Na perspectiva da Asfoc-SN e de muitos outros analistas, a Reforma Administrativa apresentada pelo governo Bolsonaro ao Congresso Nacional não tem por objetivo melhorar a eficiência do Estado ou aumentar o grau de transparência e republicanismo no trato com a coisa pública. Também não pretende aumentar a oferta e a qualidade dos serviços destinados ao atendimento das demandas sociais, como a grande mídia e setores fisiológicos defensores da proposta querem fazer crer. Seu objetivo não revelado é outro. Sua aprovação, alertam inúmeros especialistas que se debruçaram sobre a proposta, possibilitará uma abertura para o controle absoluto da máquina pública por segmentos econômicos e políticos, cujos interesses são, em tudo, distintos e distantes do bem comum e das necessidades da população e do país.

Trata-se, na realidade, da volta às práticas do patrimonialismo, do clientelismo, do mandonismo. Estamos diante da tentativa de abertura do Estado ao loteamento de cargos públicos. Uma abertura para a captura e controle privado do Estado por parte de uma parcela da elite brasileira e dos grupos a ela associados, incluindo entre esses últimos, gente ligada ao crime organizado.

Um projeto dirigido por uma elite parasitária e comprometida com o capital financeiro improdutivo que vive da renda obtida pelo mecanismo de perpetuação da dívida pública e da exploração da agiotagem expressa na prática de juros e taxas extorsivas, que oprimem e aprisionam a maior parte da população brasileira que hoje, como sabemos, se encontra endividada e inadimplente. Um projeto que conta com o apoio de parcelas conservadoras e privilegiadas do setor produtivo e de grande parte da mídia tradicional. Uma proposta que manipula a opinião pública não permitindo a expressão do contraditório e o aprofundamento do debate. Uma proposta que faz apelo à justa indignação das camadas médias e populares iludidas com as promessas de combate à corrupção, ao desperdício e a suposta ineficiência do setor público. Uma proposta que é apoiada por grupos politicamente organizados que exploram e manipulam o desamparo da população vulnerabilizada pelas políticas recessivas e excludentes do neoliberalismo. Uma proposta nociva e diversionista que cumpre o papel de atrair a atenção do debate nacional, apontando pretensos obstáculos e culpados para uma série de problemas que o governo se mostra incapaz de resolver.
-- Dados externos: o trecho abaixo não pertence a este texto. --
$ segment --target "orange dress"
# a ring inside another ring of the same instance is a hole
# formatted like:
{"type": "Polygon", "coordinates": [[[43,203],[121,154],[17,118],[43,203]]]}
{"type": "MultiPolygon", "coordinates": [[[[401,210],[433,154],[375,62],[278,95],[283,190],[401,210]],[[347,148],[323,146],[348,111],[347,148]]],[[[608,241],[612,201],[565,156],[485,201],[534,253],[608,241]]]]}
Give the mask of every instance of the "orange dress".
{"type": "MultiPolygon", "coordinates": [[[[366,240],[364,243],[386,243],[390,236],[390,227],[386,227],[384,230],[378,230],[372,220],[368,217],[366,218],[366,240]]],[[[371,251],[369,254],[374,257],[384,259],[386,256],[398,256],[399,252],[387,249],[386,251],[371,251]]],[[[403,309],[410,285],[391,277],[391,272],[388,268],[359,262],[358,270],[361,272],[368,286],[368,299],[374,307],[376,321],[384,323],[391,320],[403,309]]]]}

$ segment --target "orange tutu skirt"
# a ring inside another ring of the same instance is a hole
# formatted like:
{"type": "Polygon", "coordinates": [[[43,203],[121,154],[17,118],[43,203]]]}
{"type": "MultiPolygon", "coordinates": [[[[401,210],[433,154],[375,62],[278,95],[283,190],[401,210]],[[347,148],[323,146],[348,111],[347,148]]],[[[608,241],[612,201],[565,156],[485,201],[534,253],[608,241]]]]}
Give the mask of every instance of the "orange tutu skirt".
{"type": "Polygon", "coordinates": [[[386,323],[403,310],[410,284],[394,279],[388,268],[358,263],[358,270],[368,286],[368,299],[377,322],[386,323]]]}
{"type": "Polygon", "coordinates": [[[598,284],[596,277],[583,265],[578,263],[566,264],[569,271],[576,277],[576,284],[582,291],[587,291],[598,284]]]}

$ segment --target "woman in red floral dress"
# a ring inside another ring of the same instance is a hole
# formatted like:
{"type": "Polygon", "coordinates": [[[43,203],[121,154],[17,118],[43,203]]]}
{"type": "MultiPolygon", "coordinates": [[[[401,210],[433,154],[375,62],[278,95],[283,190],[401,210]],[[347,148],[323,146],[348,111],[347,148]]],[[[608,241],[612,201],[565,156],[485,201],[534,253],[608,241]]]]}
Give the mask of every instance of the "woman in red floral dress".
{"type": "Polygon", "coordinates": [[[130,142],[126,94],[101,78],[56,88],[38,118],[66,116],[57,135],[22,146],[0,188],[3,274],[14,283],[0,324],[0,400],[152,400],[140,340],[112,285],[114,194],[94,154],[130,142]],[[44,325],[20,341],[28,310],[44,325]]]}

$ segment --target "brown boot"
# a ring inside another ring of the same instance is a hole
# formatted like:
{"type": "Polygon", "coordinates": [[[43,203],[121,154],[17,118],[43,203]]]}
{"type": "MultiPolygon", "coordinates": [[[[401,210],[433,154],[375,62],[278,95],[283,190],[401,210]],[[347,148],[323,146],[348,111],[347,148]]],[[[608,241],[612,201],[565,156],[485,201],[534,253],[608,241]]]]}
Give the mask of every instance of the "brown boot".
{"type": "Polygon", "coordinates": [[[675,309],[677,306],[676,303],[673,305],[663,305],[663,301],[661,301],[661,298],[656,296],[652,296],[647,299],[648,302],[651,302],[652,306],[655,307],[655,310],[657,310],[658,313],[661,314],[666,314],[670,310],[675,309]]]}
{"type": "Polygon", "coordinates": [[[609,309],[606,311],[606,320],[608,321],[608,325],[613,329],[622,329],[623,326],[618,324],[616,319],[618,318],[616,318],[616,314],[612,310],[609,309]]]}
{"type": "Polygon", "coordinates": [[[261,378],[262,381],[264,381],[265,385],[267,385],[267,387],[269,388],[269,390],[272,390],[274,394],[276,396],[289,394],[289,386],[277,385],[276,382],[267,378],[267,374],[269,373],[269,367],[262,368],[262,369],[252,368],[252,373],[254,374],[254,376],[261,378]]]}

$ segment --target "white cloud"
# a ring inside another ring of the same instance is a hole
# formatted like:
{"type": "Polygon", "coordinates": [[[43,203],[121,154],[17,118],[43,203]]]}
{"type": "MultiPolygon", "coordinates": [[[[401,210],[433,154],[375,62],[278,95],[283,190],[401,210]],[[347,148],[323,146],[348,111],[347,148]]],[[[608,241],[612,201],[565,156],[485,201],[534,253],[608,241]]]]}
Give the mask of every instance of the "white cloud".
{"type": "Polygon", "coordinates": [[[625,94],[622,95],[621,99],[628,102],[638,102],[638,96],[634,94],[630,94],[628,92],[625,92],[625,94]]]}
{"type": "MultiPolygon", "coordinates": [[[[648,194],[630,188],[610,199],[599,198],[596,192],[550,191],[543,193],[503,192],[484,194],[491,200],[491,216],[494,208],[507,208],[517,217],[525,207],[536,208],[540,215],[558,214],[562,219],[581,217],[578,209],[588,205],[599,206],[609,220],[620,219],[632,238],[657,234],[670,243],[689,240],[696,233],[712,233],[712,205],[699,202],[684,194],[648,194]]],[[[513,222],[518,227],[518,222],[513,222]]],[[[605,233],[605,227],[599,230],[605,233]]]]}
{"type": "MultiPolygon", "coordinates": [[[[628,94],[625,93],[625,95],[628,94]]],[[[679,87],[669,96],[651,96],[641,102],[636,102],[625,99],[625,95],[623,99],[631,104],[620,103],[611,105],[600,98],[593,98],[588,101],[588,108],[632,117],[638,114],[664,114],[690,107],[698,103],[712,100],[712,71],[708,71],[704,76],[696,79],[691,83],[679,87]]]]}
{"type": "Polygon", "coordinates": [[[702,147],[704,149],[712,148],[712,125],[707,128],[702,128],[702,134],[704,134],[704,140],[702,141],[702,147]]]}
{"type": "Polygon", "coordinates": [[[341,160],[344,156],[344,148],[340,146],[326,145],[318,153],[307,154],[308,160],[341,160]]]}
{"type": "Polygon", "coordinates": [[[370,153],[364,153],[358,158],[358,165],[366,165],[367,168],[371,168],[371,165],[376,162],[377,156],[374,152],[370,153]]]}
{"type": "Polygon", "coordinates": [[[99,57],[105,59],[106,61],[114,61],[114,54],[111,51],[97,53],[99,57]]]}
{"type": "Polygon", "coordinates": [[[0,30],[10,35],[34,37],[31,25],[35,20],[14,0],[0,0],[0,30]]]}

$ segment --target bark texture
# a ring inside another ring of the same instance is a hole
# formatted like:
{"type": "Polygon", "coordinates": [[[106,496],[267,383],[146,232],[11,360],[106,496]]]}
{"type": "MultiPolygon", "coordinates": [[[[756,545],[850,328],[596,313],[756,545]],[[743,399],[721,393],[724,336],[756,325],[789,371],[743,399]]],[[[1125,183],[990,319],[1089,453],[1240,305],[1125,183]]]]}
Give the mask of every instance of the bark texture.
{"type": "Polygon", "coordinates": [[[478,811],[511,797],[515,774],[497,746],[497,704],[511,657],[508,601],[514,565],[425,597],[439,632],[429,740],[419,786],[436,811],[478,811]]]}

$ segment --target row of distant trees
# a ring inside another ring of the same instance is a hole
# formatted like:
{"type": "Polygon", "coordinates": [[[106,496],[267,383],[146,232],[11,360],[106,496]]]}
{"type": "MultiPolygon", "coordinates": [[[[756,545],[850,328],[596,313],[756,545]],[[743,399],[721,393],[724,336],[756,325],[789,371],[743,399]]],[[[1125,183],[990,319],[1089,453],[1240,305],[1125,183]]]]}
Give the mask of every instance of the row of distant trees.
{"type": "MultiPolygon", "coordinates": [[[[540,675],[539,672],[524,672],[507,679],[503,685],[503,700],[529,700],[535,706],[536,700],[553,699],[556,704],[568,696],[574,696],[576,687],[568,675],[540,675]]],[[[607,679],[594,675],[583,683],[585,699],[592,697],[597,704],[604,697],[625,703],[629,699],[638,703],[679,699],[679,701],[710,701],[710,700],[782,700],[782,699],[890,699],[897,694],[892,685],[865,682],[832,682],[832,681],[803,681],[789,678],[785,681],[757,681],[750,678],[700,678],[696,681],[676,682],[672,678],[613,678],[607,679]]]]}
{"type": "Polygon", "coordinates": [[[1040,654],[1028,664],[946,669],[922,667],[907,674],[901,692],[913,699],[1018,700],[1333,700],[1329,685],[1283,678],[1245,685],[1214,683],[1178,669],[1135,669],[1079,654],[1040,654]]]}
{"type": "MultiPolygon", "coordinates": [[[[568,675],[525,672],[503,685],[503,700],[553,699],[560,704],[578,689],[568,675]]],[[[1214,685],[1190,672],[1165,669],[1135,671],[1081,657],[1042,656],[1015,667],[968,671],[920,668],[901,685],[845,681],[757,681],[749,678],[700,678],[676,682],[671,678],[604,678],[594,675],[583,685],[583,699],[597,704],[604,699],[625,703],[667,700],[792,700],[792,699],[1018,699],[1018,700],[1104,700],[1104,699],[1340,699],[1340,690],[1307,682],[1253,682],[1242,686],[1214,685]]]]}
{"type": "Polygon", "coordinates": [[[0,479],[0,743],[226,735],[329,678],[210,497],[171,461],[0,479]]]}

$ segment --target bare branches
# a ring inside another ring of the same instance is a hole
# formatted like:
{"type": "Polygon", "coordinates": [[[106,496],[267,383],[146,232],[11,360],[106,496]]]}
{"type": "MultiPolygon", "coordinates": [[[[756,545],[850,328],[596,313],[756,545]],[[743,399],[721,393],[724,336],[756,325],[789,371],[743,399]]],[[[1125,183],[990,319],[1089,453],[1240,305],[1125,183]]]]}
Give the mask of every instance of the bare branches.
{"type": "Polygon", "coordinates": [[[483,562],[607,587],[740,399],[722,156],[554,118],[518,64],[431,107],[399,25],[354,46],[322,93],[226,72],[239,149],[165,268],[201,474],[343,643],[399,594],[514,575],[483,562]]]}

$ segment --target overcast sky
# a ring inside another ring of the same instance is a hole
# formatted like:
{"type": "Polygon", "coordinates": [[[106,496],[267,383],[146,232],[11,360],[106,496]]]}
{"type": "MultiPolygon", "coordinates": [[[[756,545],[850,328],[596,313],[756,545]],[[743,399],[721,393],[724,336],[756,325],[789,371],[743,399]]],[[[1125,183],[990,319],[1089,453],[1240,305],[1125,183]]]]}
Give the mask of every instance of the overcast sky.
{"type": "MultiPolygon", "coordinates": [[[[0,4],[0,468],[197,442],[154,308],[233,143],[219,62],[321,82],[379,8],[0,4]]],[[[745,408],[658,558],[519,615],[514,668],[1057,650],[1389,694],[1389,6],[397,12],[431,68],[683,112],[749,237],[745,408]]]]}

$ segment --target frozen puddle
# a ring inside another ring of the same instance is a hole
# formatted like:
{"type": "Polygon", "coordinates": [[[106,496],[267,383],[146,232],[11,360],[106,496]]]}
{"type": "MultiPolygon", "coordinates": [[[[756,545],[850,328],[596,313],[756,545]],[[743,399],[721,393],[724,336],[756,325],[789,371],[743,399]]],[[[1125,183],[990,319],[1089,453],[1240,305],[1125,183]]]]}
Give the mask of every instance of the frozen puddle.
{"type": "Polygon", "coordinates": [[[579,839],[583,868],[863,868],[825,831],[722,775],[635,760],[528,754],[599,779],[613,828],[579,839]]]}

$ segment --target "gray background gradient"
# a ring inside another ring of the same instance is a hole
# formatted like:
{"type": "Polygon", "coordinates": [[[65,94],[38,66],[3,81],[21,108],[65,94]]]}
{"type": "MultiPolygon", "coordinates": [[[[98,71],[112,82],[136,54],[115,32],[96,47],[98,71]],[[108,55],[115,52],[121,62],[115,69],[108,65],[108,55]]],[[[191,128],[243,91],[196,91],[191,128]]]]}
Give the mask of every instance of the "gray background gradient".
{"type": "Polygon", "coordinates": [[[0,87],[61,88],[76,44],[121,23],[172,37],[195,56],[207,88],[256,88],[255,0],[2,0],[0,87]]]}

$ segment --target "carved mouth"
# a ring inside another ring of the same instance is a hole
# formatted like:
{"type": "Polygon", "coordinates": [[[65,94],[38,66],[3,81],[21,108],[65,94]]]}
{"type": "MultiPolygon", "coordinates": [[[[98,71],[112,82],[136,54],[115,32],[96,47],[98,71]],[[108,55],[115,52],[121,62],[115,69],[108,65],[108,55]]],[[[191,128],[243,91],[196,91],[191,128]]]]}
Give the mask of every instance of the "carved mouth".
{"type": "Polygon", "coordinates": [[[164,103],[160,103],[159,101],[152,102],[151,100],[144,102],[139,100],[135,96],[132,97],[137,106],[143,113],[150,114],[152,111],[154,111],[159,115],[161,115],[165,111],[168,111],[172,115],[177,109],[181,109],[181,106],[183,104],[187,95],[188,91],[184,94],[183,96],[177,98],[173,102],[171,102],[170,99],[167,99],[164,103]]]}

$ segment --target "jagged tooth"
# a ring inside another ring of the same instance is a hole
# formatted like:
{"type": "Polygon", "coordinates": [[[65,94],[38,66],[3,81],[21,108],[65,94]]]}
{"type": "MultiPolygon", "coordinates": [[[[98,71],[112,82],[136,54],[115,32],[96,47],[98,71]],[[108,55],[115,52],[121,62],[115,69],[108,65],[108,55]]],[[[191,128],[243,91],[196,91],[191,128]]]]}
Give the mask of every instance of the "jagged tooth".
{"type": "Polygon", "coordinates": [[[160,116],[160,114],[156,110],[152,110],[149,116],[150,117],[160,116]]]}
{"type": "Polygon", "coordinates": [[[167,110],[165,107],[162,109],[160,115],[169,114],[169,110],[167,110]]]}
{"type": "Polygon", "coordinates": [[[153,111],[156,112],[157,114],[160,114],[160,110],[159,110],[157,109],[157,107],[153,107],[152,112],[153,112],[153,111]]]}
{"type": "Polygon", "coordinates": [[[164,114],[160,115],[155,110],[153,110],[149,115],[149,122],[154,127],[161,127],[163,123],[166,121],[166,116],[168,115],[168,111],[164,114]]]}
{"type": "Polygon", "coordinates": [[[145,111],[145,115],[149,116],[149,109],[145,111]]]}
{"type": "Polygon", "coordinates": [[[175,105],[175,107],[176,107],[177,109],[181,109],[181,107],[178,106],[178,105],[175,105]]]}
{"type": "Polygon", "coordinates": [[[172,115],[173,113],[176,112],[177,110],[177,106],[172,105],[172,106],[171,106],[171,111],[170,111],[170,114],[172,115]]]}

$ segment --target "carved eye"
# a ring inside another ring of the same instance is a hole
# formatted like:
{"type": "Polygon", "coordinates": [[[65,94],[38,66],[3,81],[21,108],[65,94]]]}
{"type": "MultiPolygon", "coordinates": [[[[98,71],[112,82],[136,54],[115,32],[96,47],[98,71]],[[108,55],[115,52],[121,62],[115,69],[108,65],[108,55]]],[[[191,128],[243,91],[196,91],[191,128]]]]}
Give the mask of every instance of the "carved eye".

Uma proposta insidiosa e ofensiva que tem por base a desqualificação dos servidores públicos que, em situações críticas como essas evidenciadas pela ocorrência da pandemia de covid-19, têm demonstrado determinação e forte sentido de espírito público. Uma proposta que atenta contra os interesses do país e que conta com a simpatia de grupos estrangeiros interessados no livre acesso às nossas riquezas naturais e a nichos de mercados ocupados pelo Estado ou por empresas nacionais.

Estamos diante de uma ameaça velada à democracia. Um ataque frontal à possibilidade de construção e implementação políticas de Estado. Uma intenção de constranger a autonomia das instituições. Uma ameaça à transparência. Um intento contrário ao princípio da impessoalidade.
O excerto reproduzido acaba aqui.